Failure to meet the regulatory requirements or noncompliance can cause neobanks to suffer from heavy fines – such as the £7.6 million penalty imposed by the UK’s FCA in 2022, license revocation, operational restrictions on customer acquisitions and transactions, and even legal action against executives for financial misconduct.
Key regulatory issues
- Approvals from licensing and financial authority.
- Adherence to with Anti-money Laundering (AML) and Know Your Customer (KYC).
Regional regulations
- USA: Compliance with FDIC regulations.
- EU: PSD2 and open banking rules.
- Asia: Stricter regulations, requiring local partnerships for operation.
- India: Collaboration with RBI-approved banks.
Neobank vs. other banking models
With their own unique set of strengths and weaknesses, neobanks function differently than conventional and online banks.
Neobank vs. traditional banks
Feature | Neobank | Traditional bank |
---|---|---|
Operational model | Entirely digital, no physical branches | Physical branches |
Technology & innovation | Cloud, API, AI, automation, open banking | Legacy systems limited adopt new technologies |
Cost structure | Lower operational costs and higher competitive of pricing and innovation | Higher overhead costs due to physical branches and infrastructure |
Service offerings | Mainly digital banking solutions, such as fee-free transactions, budgeting tools, etc. | Various financial services such as loans, mortgages, investment advisory |
Customer support | Primarily app-based with chatbots and digital assistance | In-person support along with digital services |
Neobank vs. digital banks
Feature | Neobank | Digital bank |
---|---|---|
Ownership & regulation | Independent fintech companies with different regulatory requirements | Often subsidiaries of traditional banks, adhering to the same banking regulations |
Service scope | Focuses on niche financial products | Combine traditional and modern banking services |
Customer approach | Agile, innovation-driven, integrated fintech solutions | Balances innovation with regulatory and operational constraints of its parent bank |
Banking license | Operates without a banking license, partnering with licensed banks instead | Holds a banking license under the parent bank’s regulation |
Flexibility & innovation | More experimental and adaptable to market changes | Limited by the regulations and strategies of the parent bank |
Key growth neobank trends
As neobanks continue to revolutionize the financial sector, these up-and-coming trends are changing the way we experience banking and financial services.
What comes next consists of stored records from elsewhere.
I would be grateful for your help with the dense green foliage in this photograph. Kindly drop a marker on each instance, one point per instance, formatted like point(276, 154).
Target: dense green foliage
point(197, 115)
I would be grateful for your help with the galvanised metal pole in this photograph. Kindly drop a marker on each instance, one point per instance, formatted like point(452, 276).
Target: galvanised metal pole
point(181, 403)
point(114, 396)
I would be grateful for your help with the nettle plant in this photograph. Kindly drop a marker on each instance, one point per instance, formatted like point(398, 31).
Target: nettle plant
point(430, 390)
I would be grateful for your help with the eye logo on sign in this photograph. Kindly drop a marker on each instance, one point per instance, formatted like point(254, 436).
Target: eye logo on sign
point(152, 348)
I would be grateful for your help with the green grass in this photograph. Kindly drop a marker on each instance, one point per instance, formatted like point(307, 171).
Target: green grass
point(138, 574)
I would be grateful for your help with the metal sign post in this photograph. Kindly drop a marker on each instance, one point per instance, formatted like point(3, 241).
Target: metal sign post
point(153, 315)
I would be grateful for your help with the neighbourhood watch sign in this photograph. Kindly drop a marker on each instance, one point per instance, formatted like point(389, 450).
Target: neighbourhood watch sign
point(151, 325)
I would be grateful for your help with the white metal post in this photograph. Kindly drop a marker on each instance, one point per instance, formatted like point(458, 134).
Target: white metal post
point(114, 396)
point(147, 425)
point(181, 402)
Not only do these solutions enhance accessibility, security, and efficiency, but they also cater to startups and enterprises with a demand for agile financial solutions.
- With predictive analytics, fraud detection, and highly customized financial recommendations, AI-driven personalization offers the potential for improved customer engagement and risk reduction.
- Embedded finance and open banking allow businesses to integrate financial services into existing platforms, thus can expand lending and payments within their ecosystem.
- Integration between conventional finance and decentralized finance (DeFi) through crypto-friendly banks, tokenized assets, and blockchain-based security increases transparency and speed of transactions.
- There would be new B2B neobanking solutions customized for startups and SMEs only with digital-first financial features such as automated invoicing, real-time expense tracking, and custom credit lines.
Conclusion
With neobanks at the forefront of this revolution, the future of banking is unquestionably digital. To boost the evolution of banking and financial services, startups and businesses have never had this sort of chance to use agile technology-based banking models that make customer experience better. Stepping into 2025, it’s no longer a competition between traditional and digital platforms or just a focus on growing global user base, it’s about strengthening relationships with the people who rely on you. Here comes an open question for startups and businesses to grab the chance and lead the waves.